ただ髪を梳くだけの場面ですが、指先や視線など細かい動きで恋人達の情感を描き出します。
”しっぽり”という形容詞が合う場面。

原画

宗七に襲い掛かろうとする手下たちを押し留める九右衛門
さながら勧進帳のよう。
前列:九右衛門
後列(左から):浪花屋仁三、じゃがたら三蔵、加田市五郎、小倉伝右衛門、徳島平左衛門、中国弥平次

原画

奥田屋からの眺め

原画

あらすじ

主な登場人物と簡単な説明

・毛剃九右衛門(けぞりくえもん)
海賊の首領。
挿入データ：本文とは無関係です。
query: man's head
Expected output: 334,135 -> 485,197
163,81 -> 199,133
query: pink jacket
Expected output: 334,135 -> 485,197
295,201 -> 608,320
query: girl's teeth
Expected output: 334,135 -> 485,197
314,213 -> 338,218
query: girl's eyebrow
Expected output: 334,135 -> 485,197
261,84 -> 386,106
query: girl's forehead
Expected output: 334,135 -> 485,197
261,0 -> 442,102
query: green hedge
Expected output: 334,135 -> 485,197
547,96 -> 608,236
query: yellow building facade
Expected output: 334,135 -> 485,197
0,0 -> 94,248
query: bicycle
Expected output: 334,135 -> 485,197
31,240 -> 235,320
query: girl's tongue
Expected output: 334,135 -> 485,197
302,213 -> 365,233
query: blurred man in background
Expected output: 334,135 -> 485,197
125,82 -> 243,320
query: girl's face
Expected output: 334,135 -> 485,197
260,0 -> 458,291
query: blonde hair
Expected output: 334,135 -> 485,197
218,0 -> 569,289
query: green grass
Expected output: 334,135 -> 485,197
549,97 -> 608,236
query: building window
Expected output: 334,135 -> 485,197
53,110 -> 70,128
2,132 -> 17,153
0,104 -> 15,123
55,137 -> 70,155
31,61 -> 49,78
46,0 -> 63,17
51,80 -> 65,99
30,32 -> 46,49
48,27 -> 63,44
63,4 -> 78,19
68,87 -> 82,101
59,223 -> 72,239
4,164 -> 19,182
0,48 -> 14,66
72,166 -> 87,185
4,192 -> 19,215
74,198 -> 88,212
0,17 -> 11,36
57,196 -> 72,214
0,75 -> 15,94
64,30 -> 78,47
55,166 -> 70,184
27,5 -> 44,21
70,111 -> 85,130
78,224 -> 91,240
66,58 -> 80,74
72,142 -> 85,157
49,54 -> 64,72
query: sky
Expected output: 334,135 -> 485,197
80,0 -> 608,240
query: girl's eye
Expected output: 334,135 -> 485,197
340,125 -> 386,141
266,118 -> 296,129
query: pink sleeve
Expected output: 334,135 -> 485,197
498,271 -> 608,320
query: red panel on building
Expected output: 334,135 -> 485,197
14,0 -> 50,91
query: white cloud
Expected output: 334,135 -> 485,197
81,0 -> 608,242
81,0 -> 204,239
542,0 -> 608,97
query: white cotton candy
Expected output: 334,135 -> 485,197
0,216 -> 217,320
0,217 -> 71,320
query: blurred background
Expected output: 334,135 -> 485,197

抜荷買い(密貿易)をしている。

・小松屋宗七(こまちやそうしち)
京の商人。長崎の生まれ。
商用で筑前へと京を行き来している。

・傾城小女郎(けいせいこじょろう)
博多柳町の遊女。宗七とは深い仲。

他、奥田屋女房お松など

あらすじ

近松門左衛門 作「恋湊博多諷(こいみなとはかたのひとふし)」
序幕 文字ヶ関元船の場
月が美しい秋。
長門国、文字ヶ関の沖合。
海賊の親分・毛剃九右衛門の大船が停泊し、大量の荷物を積んだ仲間の船を待っている。
抜荷買い(密貿易)が首尾よく運ぶか心配する九右衛門の気を紛らそうと、子分たちが船の乗客を酒の席に呼ぶ。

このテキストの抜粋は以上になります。